Finalement, comme une épave, j’ai échoué au Vietnam parce que les dirigeants nous avaient dit que l’engagement américain y servait les intérêts du pays. Comme le plupart des jeunes soldats, en vérité je ne savais pas ce que cela signifiait mais j’avais l’idée vague que c’était une bonne chose, qui méritait d’être faite. Les livres des ELE et les articles de +Vietnamese Studies+ m’ont offert une autre vision. Ils m’ont aidé à placer dans leur contexte mes expériences vietnamiennes avant ma capture et à être un esprit plus critique. Ils me plongeaient dans la nouvelle réalité, me permettant de faire l’expérience du côté vietnamien, ce que peu d’Américains pouvaient voir.

… Très peu de P.G avaient connu la campagne vietnamienne, avaient vécu parmi les villageois comme notre groupe. Je n’étais pas un officier sentant sa carrière menacée, je ne me sentais pas obligé de croire que la guerre américaine était justifiée. Il est vrai que j’avais eu aussi cette conviction quand j’avais débarqué au Vietnam. Mais mes expériences m’ont invité à me demander pourquoi nous étions ici, pourquoi faire, et ce qu’était le côté vietnamien que nous soutenions et les gens appelés parfois +nos Vietnamiens+ !

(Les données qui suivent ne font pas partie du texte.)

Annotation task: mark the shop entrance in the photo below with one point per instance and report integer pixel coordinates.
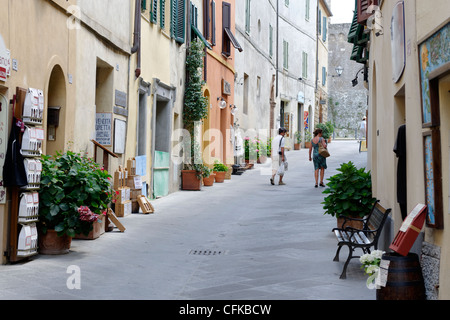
(56, 112)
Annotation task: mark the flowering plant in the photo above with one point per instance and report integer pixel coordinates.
(371, 264)
(74, 192)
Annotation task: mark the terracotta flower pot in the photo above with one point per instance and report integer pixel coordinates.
(51, 243)
(220, 176)
(209, 181)
(190, 181)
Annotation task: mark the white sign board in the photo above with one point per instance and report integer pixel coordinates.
(5, 61)
(103, 128)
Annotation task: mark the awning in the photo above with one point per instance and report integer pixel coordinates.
(199, 34)
(233, 39)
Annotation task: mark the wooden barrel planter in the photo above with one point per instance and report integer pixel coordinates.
(405, 280)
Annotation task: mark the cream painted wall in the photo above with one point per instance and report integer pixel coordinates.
(386, 113)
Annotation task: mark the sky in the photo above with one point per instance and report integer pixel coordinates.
(342, 11)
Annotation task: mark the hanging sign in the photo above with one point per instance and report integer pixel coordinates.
(5, 61)
(103, 128)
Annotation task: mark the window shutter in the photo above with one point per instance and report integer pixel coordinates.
(178, 10)
(270, 40)
(213, 23)
(247, 16)
(319, 22)
(162, 10)
(363, 7)
(226, 23)
(206, 8)
(154, 13)
(324, 76)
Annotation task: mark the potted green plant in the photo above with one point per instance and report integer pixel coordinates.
(220, 169)
(349, 193)
(325, 130)
(208, 177)
(195, 110)
(308, 138)
(298, 140)
(75, 193)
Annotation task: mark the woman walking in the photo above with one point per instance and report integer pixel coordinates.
(320, 163)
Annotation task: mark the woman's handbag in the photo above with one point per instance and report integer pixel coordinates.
(323, 151)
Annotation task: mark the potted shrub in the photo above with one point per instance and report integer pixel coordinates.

Au fil des années, j’ai réussi à trouver un certain nombre de cahiers de +Vietnamese Studies+. Ils sont pleins de bonnes informations, certaines aujourd’hui surannées, cependant tous sont un bon point de départ pour ceux qui cherchent à connaître le Vietnam et la guerre américaine. Ces publications étaient entrées dans ma vie à un moment mémorable. Ils m’avaient aidé à comprendre et à apprécier. Ce qui m’était arrivé…, en particulier le peuple que je combattais. Il aurait été merveilleux d’apprendre tout cela sans avoir besoin de mes expériences personnelles. Mais je m’estime heureux d’avoir pu l’apprendre et de pouvoir passer quelque chose de ce savoir à mes enfants, mes amis et collègues».